En fin, muy cerca de nosotros, pero siempre en el campo de la Revolución,
encontramos un número considerable de honrados cristianos, y que practican la Religión;
pero poco instruidos, que se dejan deslumbrar por el prestigio del liberalismo,
y quieren conciliar el bien con el mal. Sus preocupaciones de política, de
posición social, paralizan prácticamente las ideas de respeto que tienen en su
corazón hacia los derechos de la Religión. Les gusta el sacerdote, y sin
embargo temen su influencia. Critican de buena gana al Papa y al Obispado,
toman fácilmente el partido del Estado contra la Iglesia, de lo temporal contra
lo espiritual, en cuanto a política no tienen mas principio que el liberalismo,
que no lo es. La palabra libertad basta para trastornarles, y, a su modo de
ver, el único remedio para todos los males es la secularización y la moderación.
Que lo quieran o no, todas estas clase de hombres pertenecen al
partido de la Revolución, al partido del verdadero
desorden, de la desorganización religiosa y política de la sociedad.

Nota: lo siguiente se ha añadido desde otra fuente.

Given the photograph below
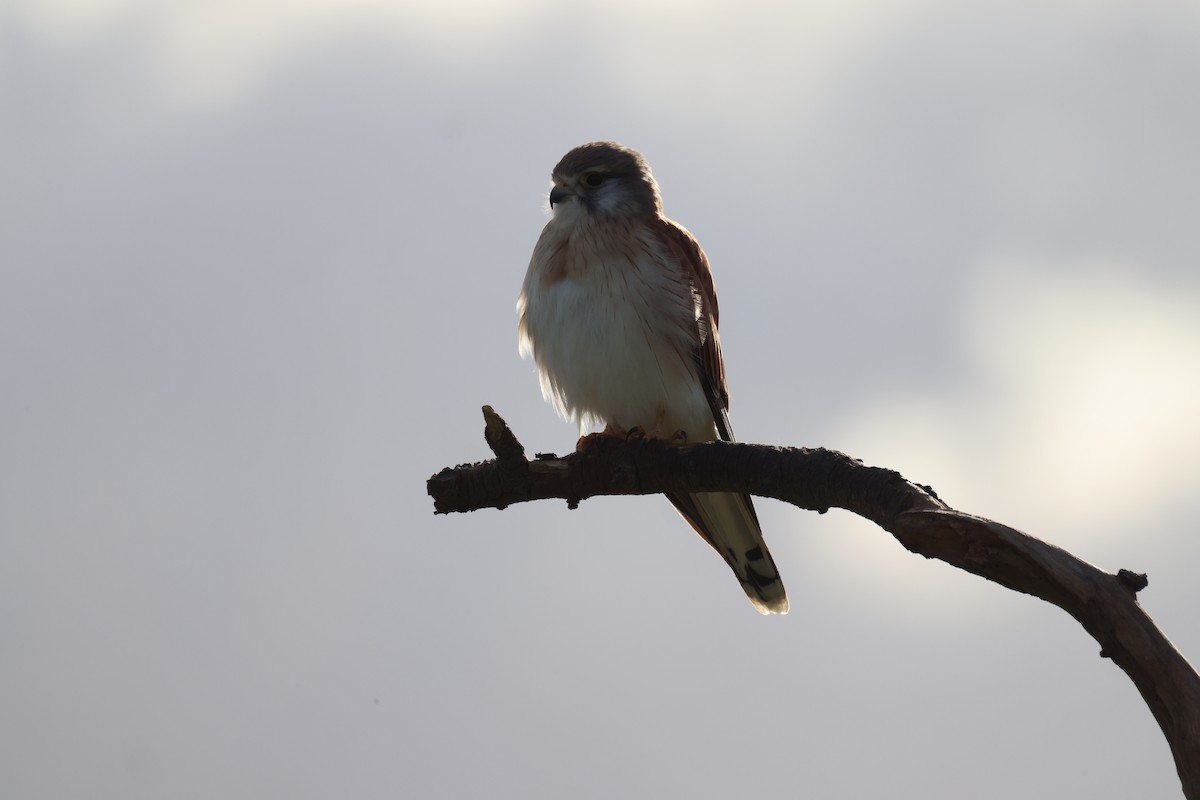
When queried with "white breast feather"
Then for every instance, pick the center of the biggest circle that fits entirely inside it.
(613, 340)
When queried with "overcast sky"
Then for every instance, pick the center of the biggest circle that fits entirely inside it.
(258, 265)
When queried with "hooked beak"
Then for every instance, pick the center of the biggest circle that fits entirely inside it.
(558, 194)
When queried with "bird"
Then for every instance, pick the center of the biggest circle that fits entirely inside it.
(619, 313)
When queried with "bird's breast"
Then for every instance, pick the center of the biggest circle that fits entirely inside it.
(610, 318)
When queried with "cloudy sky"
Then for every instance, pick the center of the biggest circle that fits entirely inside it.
(258, 264)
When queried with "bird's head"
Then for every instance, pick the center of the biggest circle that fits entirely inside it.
(604, 178)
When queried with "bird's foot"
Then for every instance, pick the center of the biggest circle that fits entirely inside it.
(610, 431)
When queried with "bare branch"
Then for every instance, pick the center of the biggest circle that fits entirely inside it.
(816, 479)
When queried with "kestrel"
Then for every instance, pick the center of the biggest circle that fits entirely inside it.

Los
primeros y segundos son los conductores, y los otros son los instrumentos, cuando
no los engañados. Todos están y se hallan envueltos en la inmensa red de
que hablé mas arriba la Venta Suprema; los
últimos, los revolucionarios honrados, detestan y temen a los otros, como un
pez pequeño a otro grande, pero siempre sucede que este devora a aquel.
Que cada cual se examine y se juzgue; que vea en conciencia y en la
presencia de Dios, si pertenece a una de estas cinco clases que acabo de
enumerar. La fortuna, el rango, nada tienen que ver en ello; se puede ser revolucionario
en cualquiera de los grados de la escala social; es cosa puramente de principio
o de conducta. Cualquiera que en su inteligencia
y sus actos, en su conducta pública o privada, por sus palabras, sus obras, sus
ejemplos, de cualquier modo que sea, viole el orden social católico establecido
por Dios para la salvación del mundo, es revolucionario; que sea grande o
pequeño, eclesiástico o seglar, eso nada hace al caso. Hay revolucionarios
en todas partes: en los talleres, en los palacios como en las chozas; hay
revolucionarios de frac negro y corbata blanca, lo mismo que los hay de capa y
chaqueta.
Solamente
los católicos, los verdaderos católicos de corazón y espíritu están fuera del
campo de la Revolución; pero deben andar con mucho cuidado para no dejarse
seducir en medio del contagio público. Un solo hombre hay en el mundo que está absolutamente
al abrigo de la seducción, y es aquel a quien dijo Jesucristo; “He orado por ti, para que tu fe no pueda
desfallecer; y tú a tu vez, confirma tus hermanos." El Papa, sucesor
de Pedro, Jefe de la Iglesia, está protegido por el mismo Dios contra todos los
errores, y, por consiguiente, contra el error revolucionario. Como Papa, como
Doctor católico, nunca puede ser seducido*. Unámonos, pues, indisolublemente á la
enseñanza pontifical; levantemos nuestras mirada: fieles sobre todas las
cabezas, sobre todas las coronas, y aun sobre todos las minas, para fijarlas en
la tiara de San Pedro. Saber lo que
enseña en el Pontífice romano Vicario de Dios, y creerlo como él, pensar como
él, y decir como él: este es el medio único e infalible de precaverse de los
lazos de la Revolución. ¡Cuántas ilusiones existen sobre este punto entre
aquellos que el mundo llama hombres honrados, y cuantos lobos hay que se creen
corderos!
* Que pensar ahora que vemos a Francisco (Bergoglio) al servicio de la Revolución.